Where the PAT (Port Address Translation) can be configured

mipecAG

Hi

We have a strange behaviour that outgoing ports are translated to very low port numbers  (1040) the standard says, the PAT should be   Port+1, how comes we see from dynamic ports 49152 ..65535 are translated to 10xx  , how comes. We do not know if such low numbers could be suppressed any where (as we are having problems) (i'd like to move the to 32769+...)

Is there a statistic of the size of the NAT/PAT table and can it be logged in the syslog and probably the actual value of the translated port?

Regards

Ralph

Zyxel_Jeff

Hi @mipecAG

 

Theoretically, USG will dynamically assign the port which is unoccupied when doing NAPT behavior. And we can’t configure a specific range to dynamic ports.

According to your situation, there are some points we need to clarify:

(1). What USG model and firmware version you are using now?

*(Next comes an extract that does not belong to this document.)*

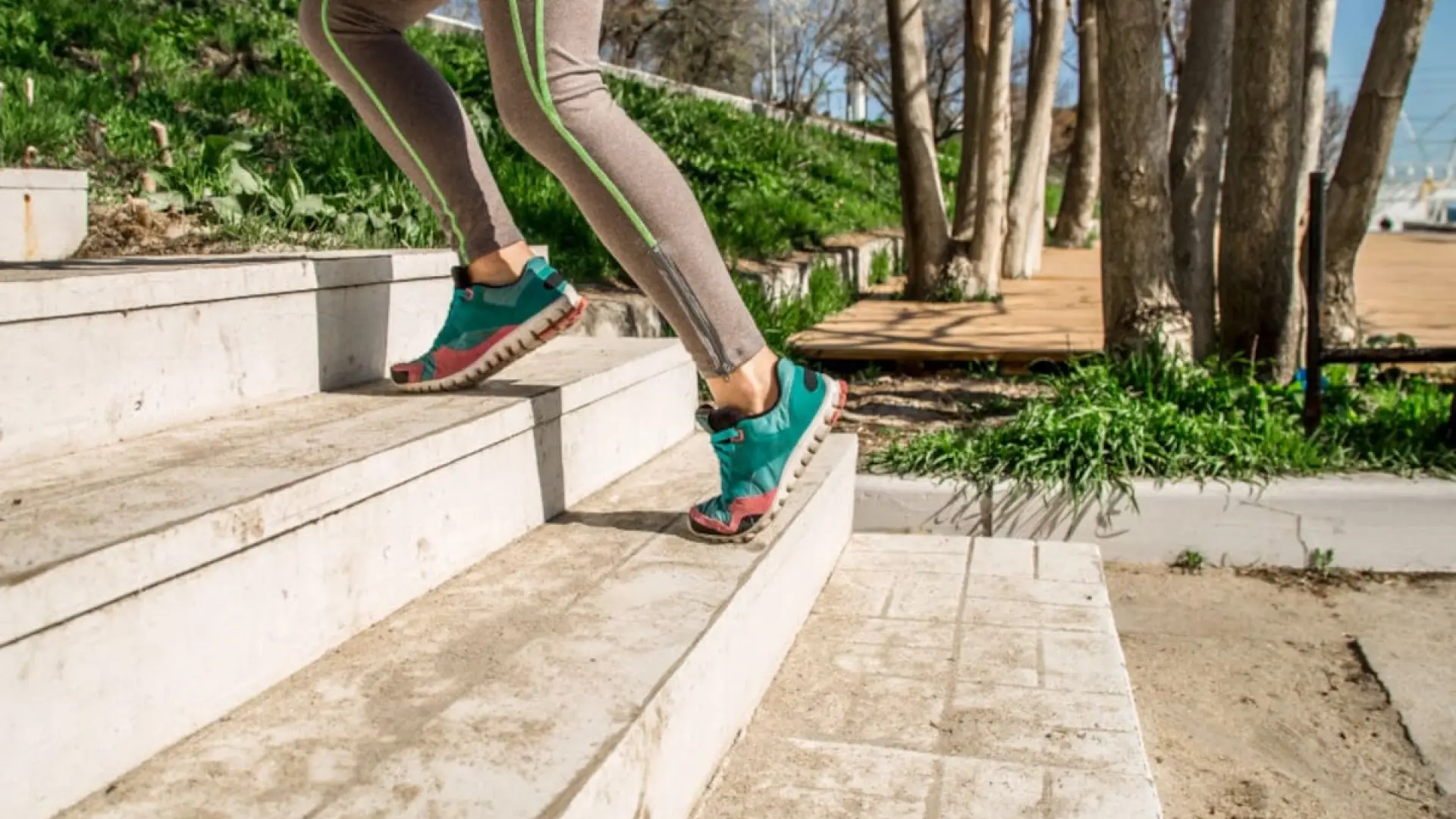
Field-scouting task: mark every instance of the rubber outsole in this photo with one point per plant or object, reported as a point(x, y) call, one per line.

(2). Does this phenomenon appear often?

(3). What kind of action of host lead to this phenomenon? 

(4). If the dynamic port change to 1040 or 10xx for a while, will it change to the higher range 49152 ..65535 again?

 

You can refer to the following link tutorial use USB to log traffic syslog.

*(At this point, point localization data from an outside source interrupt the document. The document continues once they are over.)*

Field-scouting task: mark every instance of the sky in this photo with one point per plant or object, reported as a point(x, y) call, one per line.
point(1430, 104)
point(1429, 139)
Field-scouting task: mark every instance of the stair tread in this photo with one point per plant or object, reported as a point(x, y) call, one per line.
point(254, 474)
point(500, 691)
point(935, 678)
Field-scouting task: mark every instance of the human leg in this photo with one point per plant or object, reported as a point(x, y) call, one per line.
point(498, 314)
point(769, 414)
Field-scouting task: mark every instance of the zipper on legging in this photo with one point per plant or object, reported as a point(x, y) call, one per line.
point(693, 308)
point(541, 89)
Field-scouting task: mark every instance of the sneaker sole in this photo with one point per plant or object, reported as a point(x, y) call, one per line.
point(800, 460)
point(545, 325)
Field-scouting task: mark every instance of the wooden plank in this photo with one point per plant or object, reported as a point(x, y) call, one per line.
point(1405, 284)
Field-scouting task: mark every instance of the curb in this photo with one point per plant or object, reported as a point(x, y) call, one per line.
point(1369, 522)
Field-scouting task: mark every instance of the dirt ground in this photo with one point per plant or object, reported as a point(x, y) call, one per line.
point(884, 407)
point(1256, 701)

That will help you to check your dynamic port number of historical traffic.

https://community.zyxel.com/en/discussion/4134/log-and-backup-to-usb

select Network category.

The traffic log will be logged.

Thanks.

PeterUK

Are you telling about the source port for outgoing connections? The USG will try not to change the source port when sending out the WAN.

Your ISP might be changing the source port?

If you do a packet capture in the USG for LAN and WAN load up some pages then compare the source port before and after NAT.